US Treasury Chief: China Must Take Lead in De-escalating Trade Tensions

Scott Bessent, Secretary of the Treasury, has made it clear that easing current trade tensions is the responsibility of China. In an interview with CNBC's Squawk Box, Bessent explained that the trade relationship between the US and China is heavily tilted in China's favor, with it selling five times more goods to the US than it gets in return. He highlighted the steep tariffs, 120% to 145%, are unsustainable and suggested that China take some steps toward making the trade relationship a little more balanced. That, he said, would de-escalate the current situation, which is in China's best interest.
Market uncertainty has been heightened by President Donald Trump's announcement in early April of global tariffs affecting pretty much all trade partners. Although the metal tariffs have been put on hold for 90 days while negotiations are carried out, the pressure is very much on for talks to produce something that all sides can live with.
Signs of Progress with Other Trading Partners
Although there are many problems with China, Bessent had a much more optimistic view of our other trade partners. He said that the U.S. has been given very promising signals from a number of countries and expects to see new trade agreements with them very soon. One country he seemed to suggest could be a front-runner for announcing a deal was India. He indicated that developments concerning a trade agreement with India might be announced in the next few days.
Currently, about 15 to 18 major trading relationships are under negotiation. Bessent said that many countries have put forward very strong proposals, and the administration is taking a close look at them. His remarks suggest that even as the China situation looms large, steps taken with other countries could, in the end, serve to cushion the U.S. economy.
Europe Grapples with a Strong Euro
Focusing on Europe, Bessent proposed that the region's monetary policymakers are expressing heightened concern over the euro's strength against the U.S. dollar. Since the onset of 2014, the euro has appreciated almost 10%, reversing dangerously close to parity levels in early January, not to mention the sort of levels that almost got European leaders to endorse currency interventions back in 2012.

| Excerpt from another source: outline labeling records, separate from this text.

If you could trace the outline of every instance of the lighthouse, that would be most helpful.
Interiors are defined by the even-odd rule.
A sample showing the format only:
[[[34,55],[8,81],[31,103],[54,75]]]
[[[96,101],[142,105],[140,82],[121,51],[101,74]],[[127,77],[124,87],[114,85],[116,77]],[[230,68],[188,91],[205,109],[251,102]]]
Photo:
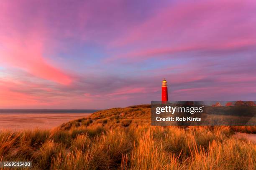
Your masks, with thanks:
[[[167,102],[168,101],[168,91],[167,88],[167,81],[165,78],[162,81],[162,102]]]

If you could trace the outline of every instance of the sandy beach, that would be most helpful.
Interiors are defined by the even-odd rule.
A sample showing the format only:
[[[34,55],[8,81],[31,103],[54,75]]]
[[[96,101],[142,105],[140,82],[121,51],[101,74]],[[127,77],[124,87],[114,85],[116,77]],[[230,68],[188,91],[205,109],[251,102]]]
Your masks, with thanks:
[[[0,130],[51,129],[91,113],[0,114]]]

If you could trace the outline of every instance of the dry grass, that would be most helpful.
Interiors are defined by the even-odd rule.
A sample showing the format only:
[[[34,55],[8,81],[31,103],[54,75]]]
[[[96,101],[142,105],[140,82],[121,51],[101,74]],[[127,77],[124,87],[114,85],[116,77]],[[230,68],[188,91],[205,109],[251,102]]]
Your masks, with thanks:
[[[1,132],[0,160],[35,170],[256,169],[256,145],[234,138],[232,127],[152,127],[150,112],[111,109],[50,131]]]

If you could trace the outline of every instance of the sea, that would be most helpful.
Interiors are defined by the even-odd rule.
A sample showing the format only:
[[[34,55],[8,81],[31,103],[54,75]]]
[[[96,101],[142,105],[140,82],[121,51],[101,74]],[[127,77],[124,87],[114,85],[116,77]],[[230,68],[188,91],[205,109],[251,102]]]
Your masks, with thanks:
[[[98,110],[0,109],[0,130],[51,129]]]

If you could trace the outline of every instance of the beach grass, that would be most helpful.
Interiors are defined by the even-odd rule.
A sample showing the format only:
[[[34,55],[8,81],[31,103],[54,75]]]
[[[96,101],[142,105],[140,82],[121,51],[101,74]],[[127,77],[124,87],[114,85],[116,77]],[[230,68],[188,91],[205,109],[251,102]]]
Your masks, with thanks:
[[[32,161],[35,170],[256,169],[256,145],[234,138],[233,127],[151,126],[149,107],[100,111],[51,130],[1,131],[0,160]]]

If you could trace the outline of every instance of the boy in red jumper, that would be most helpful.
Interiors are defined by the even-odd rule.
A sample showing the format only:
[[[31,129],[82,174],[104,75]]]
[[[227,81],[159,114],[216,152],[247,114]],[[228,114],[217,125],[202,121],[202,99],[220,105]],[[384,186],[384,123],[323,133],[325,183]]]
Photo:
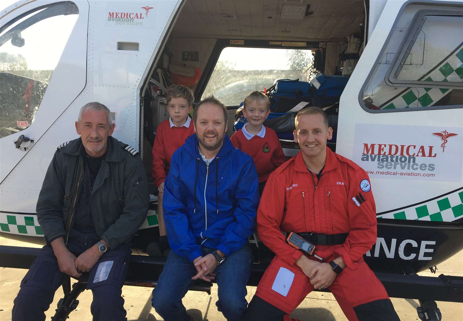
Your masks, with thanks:
[[[276,133],[263,124],[270,113],[270,101],[267,97],[254,91],[246,96],[243,106],[243,114],[248,122],[230,139],[233,146],[254,160],[262,195],[270,173],[284,163],[285,154]]]
[[[153,246],[152,251],[161,256],[169,248],[167,233],[163,214],[164,181],[170,165],[172,154],[194,133],[194,127],[188,115],[194,100],[193,92],[183,85],[173,85],[168,88],[167,111],[169,119],[159,124],[153,145],[153,165],[151,170],[157,187],[157,221],[159,225],[159,244]],[[167,253],[166,253],[167,254]]]

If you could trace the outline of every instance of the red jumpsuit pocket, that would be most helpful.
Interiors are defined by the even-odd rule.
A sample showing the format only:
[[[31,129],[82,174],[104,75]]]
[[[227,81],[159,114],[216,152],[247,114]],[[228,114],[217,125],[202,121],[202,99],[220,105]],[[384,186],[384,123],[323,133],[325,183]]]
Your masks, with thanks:
[[[256,291],[263,300],[288,313],[300,303],[305,296],[308,279],[298,266],[291,266],[274,259],[265,271]]]
[[[360,210],[365,215],[367,218],[367,223],[370,226],[376,224],[376,213],[373,213],[371,206],[368,203],[363,202],[360,206]]]

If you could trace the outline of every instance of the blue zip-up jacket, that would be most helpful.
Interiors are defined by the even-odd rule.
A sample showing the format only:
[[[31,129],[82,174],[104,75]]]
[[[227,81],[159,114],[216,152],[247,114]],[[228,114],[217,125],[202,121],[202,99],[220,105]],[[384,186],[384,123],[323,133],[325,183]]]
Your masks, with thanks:
[[[241,248],[256,228],[259,205],[252,158],[225,135],[209,164],[190,136],[172,156],[164,185],[164,220],[169,245],[190,261],[202,255],[201,245],[226,256]]]

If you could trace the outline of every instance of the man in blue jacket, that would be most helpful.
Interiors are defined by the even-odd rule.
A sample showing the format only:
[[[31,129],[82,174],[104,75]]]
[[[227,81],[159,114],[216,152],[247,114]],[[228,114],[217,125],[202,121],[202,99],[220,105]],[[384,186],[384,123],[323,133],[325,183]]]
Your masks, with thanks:
[[[213,97],[200,102],[193,113],[196,134],[172,156],[163,199],[172,251],[152,300],[165,321],[194,320],[181,299],[200,279],[216,279],[216,305],[227,320],[240,320],[246,311],[258,179],[252,158],[225,134],[227,118]]]

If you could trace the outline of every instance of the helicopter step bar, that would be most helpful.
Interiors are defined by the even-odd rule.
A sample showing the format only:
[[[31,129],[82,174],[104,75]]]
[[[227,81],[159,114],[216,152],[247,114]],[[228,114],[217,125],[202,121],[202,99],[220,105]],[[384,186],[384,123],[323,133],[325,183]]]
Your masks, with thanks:
[[[40,248],[0,246],[0,267],[29,268]],[[125,285],[155,287],[166,258],[132,254]],[[266,268],[254,264],[248,285],[257,286]],[[392,297],[463,303],[463,277],[440,274],[438,277],[375,273]],[[85,282],[86,280],[82,279]],[[210,294],[212,283],[198,283],[191,290]],[[431,291],[432,290],[432,291]],[[328,292],[327,290],[321,290]]]

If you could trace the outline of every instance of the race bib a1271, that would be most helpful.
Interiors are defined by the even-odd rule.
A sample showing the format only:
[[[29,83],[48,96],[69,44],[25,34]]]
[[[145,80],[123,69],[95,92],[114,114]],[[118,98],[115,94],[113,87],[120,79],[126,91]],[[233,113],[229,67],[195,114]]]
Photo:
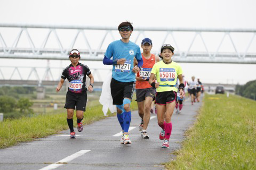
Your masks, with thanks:
[[[77,92],[82,91],[82,81],[74,80],[69,82],[69,91]]]
[[[131,60],[127,60],[124,64],[116,64],[115,71],[116,72],[130,73],[131,70]]]
[[[160,80],[161,81],[174,81],[177,77],[175,69],[173,68],[160,68]]]
[[[151,70],[152,68],[142,68],[140,71],[140,76],[142,76],[142,79],[149,79]]]

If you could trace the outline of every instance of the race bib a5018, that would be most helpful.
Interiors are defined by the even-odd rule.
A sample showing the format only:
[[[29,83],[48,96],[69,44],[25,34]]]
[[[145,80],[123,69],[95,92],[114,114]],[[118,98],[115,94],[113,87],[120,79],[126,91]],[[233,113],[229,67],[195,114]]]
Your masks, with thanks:
[[[149,79],[151,74],[152,68],[142,68],[140,71],[140,76],[142,76],[142,79]]]
[[[173,68],[160,68],[160,80],[161,81],[174,81],[177,77],[175,69]]]

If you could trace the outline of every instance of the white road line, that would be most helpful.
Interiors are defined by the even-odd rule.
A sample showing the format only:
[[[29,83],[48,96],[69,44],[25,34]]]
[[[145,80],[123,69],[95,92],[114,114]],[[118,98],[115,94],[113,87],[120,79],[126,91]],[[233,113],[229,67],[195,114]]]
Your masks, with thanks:
[[[73,155],[69,156],[65,158],[64,159],[60,160],[54,164],[48,165],[47,166],[46,166],[44,168],[43,168],[39,170],[49,170],[49,169],[53,169],[57,168],[59,166],[65,165],[67,162],[69,162],[79,157],[80,156],[82,156],[84,154],[90,151],[91,150],[81,150],[79,151],[78,151],[77,152],[74,154]]]
[[[69,137],[70,134],[61,134],[61,135],[57,135],[57,137]],[[79,137],[81,135],[79,134],[76,134],[76,137]]]
[[[132,130],[133,130],[133,129],[134,128],[136,128],[136,127],[130,127],[129,128],[129,130],[128,131],[131,131]],[[113,135],[113,137],[120,137],[123,134],[123,132],[122,131],[121,131],[120,132],[119,132],[118,133],[116,133],[116,134],[115,135]]]

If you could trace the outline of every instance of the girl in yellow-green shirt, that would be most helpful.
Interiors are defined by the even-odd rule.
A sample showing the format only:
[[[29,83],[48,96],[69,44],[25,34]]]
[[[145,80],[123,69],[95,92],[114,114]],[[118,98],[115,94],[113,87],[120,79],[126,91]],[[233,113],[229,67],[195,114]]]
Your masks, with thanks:
[[[164,140],[162,148],[169,148],[169,139],[172,132],[171,118],[176,105],[177,91],[179,90],[180,97],[184,96],[184,82],[182,70],[178,63],[172,60],[174,48],[170,44],[165,44],[161,48],[159,57],[163,61],[153,66],[149,83],[156,88],[156,103],[157,109],[158,125],[162,128],[159,138]],[[175,84],[178,78],[180,80],[179,89]],[[156,76],[157,82],[154,82]]]

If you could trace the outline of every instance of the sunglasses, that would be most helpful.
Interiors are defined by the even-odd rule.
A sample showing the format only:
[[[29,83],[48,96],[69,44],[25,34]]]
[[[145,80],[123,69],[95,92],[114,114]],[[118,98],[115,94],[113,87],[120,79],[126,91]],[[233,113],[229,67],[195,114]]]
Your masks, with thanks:
[[[129,29],[128,28],[122,28],[119,30],[121,32],[124,32],[124,31],[129,32],[131,31],[131,29]]]
[[[170,44],[164,44],[162,46],[162,48],[165,47],[165,46],[172,46]]]
[[[70,55],[70,57],[71,58],[78,58],[79,57],[79,56],[78,55]]]

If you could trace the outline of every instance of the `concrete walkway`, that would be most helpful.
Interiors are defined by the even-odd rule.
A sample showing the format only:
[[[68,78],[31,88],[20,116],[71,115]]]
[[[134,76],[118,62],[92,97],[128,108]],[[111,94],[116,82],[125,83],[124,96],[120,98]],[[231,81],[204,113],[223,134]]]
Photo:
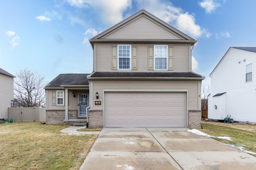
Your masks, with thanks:
[[[256,157],[188,130],[104,128],[80,170],[256,169]]]

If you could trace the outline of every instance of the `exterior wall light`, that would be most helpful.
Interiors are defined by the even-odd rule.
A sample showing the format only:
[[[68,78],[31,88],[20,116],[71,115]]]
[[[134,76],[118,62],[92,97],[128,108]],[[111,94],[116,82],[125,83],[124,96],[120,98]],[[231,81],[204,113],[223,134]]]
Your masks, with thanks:
[[[99,94],[98,93],[98,92],[96,92],[96,98],[99,98]]]

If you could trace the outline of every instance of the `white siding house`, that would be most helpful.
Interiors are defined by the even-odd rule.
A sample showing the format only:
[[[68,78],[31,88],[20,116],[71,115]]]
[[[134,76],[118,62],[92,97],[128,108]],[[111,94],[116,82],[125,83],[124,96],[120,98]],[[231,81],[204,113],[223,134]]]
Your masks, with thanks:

He forecast that the European Central Bank might have to reduce interest rates to combat the euro's ascent. While the US keeps a strong-dollar policy, European countries are probably looking for ways to maintain their currency's value in a fast-changing global market.
The recent status of the trade discussions with China is a bit murky, and the White House has sent out some mixed signals. President Trump has suggested that the talks are indeed continuing, which China has refuted.